“He will address the righteous first,” said her grandmother. “It will not, indeed, be with them a day of wrath. Believers, at the time of their justification (as I explained to you on a former evening), were dismissed with the sentence of ‘not guilty’ pronounced upon them. They are brought before God’s throne, that there they may be ‘openly acknowledged’—receive a public acquittal before men and angels—and listen to that happy, happy sentence, ‘Come, ye blessed of my Father, inherit the kingdom prepared for you from the foundation of the world.’”
“I can well imagine their joy,” said Emma; “but what next?”
“It will be a sadly different scene, my child. Let the words of Jesus himself tell you of it—you will find them in the 25th chapter of Matthew, 41st verse.”
Emma again turned to the passage, and read, “Then shall He say also to them on the left hand, Depart, ye cursed, into everlasting fire, prepared for the devil and his angels.”
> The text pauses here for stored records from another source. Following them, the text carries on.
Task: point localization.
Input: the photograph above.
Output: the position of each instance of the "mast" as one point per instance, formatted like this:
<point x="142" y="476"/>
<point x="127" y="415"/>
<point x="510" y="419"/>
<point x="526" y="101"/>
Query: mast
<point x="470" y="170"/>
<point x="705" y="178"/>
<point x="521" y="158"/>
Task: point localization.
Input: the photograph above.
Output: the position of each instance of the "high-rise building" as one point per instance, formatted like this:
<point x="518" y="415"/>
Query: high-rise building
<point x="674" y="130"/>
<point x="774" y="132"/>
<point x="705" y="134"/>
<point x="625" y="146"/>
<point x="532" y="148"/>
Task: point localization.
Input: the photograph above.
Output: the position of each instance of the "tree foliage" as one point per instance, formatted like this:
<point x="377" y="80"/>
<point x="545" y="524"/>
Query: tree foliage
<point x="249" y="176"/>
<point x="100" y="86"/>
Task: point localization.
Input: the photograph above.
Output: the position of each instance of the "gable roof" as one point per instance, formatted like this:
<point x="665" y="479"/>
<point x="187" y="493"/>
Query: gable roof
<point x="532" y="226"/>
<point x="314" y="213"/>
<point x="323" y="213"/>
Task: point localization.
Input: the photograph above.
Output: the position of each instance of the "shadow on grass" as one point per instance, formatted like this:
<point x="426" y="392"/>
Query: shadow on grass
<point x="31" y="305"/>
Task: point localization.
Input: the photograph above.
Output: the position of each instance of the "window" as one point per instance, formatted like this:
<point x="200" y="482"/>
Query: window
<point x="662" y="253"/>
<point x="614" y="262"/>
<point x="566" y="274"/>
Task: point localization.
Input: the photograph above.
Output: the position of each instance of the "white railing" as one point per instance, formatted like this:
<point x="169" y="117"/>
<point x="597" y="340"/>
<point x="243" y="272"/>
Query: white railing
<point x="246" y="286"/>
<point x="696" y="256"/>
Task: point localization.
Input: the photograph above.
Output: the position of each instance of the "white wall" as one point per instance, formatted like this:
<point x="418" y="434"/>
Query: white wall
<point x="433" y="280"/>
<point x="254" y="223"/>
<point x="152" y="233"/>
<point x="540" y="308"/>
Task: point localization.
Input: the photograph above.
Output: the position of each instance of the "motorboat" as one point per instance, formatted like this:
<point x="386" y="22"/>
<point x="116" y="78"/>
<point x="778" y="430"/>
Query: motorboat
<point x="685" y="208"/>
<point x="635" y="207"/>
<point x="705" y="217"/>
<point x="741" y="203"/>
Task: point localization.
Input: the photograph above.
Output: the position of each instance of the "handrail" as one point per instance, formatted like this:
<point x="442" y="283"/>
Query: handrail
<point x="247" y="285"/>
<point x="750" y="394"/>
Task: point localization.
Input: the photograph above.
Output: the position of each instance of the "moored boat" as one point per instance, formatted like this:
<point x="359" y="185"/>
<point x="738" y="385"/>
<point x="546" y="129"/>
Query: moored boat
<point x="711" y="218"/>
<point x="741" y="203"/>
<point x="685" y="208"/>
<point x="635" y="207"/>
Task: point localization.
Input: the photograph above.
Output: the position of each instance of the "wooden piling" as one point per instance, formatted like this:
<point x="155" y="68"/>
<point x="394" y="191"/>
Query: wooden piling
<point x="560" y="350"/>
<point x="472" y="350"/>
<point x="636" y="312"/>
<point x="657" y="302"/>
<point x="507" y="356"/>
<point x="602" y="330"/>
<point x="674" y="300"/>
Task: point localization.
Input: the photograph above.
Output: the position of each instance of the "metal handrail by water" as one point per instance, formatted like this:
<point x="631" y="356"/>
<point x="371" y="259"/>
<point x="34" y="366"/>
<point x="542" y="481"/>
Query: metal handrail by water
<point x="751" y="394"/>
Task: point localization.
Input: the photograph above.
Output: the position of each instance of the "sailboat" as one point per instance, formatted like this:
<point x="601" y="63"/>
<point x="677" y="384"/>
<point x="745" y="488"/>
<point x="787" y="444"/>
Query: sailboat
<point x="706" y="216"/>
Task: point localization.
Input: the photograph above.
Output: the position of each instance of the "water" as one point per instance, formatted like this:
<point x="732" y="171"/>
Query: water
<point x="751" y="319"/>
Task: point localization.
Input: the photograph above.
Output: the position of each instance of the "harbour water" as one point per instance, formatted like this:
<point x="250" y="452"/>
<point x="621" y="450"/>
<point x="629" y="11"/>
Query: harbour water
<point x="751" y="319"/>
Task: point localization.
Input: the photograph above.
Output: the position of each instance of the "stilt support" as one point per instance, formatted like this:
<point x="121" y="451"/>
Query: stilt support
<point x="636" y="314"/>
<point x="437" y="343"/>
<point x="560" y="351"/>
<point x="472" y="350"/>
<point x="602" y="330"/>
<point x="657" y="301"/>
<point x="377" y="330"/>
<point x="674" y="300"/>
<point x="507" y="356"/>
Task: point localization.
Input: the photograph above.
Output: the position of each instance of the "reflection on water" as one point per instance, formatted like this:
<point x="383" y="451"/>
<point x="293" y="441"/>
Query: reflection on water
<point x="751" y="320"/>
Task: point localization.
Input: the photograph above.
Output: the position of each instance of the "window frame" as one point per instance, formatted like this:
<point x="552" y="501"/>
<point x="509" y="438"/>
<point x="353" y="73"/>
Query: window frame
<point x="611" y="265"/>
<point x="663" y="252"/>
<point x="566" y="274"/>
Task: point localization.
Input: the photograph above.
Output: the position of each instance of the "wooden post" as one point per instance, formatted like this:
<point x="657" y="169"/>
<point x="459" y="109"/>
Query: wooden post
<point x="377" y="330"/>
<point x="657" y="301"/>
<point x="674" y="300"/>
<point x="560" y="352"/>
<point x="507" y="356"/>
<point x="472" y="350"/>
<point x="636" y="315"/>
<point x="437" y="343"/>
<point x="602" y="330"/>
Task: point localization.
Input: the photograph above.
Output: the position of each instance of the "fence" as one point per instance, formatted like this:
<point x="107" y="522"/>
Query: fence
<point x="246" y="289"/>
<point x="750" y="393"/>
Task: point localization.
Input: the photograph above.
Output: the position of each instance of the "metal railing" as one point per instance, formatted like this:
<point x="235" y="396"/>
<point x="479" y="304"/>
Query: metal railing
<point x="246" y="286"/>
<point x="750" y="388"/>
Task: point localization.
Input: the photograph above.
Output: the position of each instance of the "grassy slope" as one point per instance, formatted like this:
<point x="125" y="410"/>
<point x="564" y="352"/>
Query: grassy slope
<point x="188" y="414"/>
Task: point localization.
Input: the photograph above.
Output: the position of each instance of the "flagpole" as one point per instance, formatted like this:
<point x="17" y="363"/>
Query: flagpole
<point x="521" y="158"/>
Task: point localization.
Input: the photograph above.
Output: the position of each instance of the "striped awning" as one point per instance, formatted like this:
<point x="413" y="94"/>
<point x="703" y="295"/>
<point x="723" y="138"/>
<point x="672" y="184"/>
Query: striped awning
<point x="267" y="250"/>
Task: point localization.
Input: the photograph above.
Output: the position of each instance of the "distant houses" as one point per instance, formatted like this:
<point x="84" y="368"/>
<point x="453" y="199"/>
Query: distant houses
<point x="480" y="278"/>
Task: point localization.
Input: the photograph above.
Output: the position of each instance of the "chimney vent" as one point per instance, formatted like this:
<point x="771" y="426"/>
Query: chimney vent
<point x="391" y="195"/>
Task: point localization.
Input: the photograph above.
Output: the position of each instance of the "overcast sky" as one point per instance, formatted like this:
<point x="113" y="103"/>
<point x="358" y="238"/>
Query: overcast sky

“After this,” continued the aged lady, “we read no more about the doings of that great day. The court is dissolved—the trial over. We see the golden gates of heaven open to receive happy saints and angels; and the miserable wicked sink down to the regions of despair! This solemn day terminates the kingdom of grace on earth. The kingdom of glory is then completed. The elect are gathered into it from the four quarters of heaven. They ‘enter into the joy of their Lord.’ But this I must reserve speaking to you about, if God spare me, till another Sabbath.”
EIGHTH NIGHT.
Spring once more returned with its green fields and bright sky. The little birds were beginning to raise their earliest notes, as if telling one another how happy they were that winter, with its snow and its storms, was again over, and that the fresh buds were beginning again to appear. The small, old‐fashioned lamp, too, which was filled every Saturday, so as to be ready for the Sabbath evening, was, from the long twilight, no longer required. As the last rays of the setting sun were falling through the latticed window, Emma was found once more at her grandmother’s side.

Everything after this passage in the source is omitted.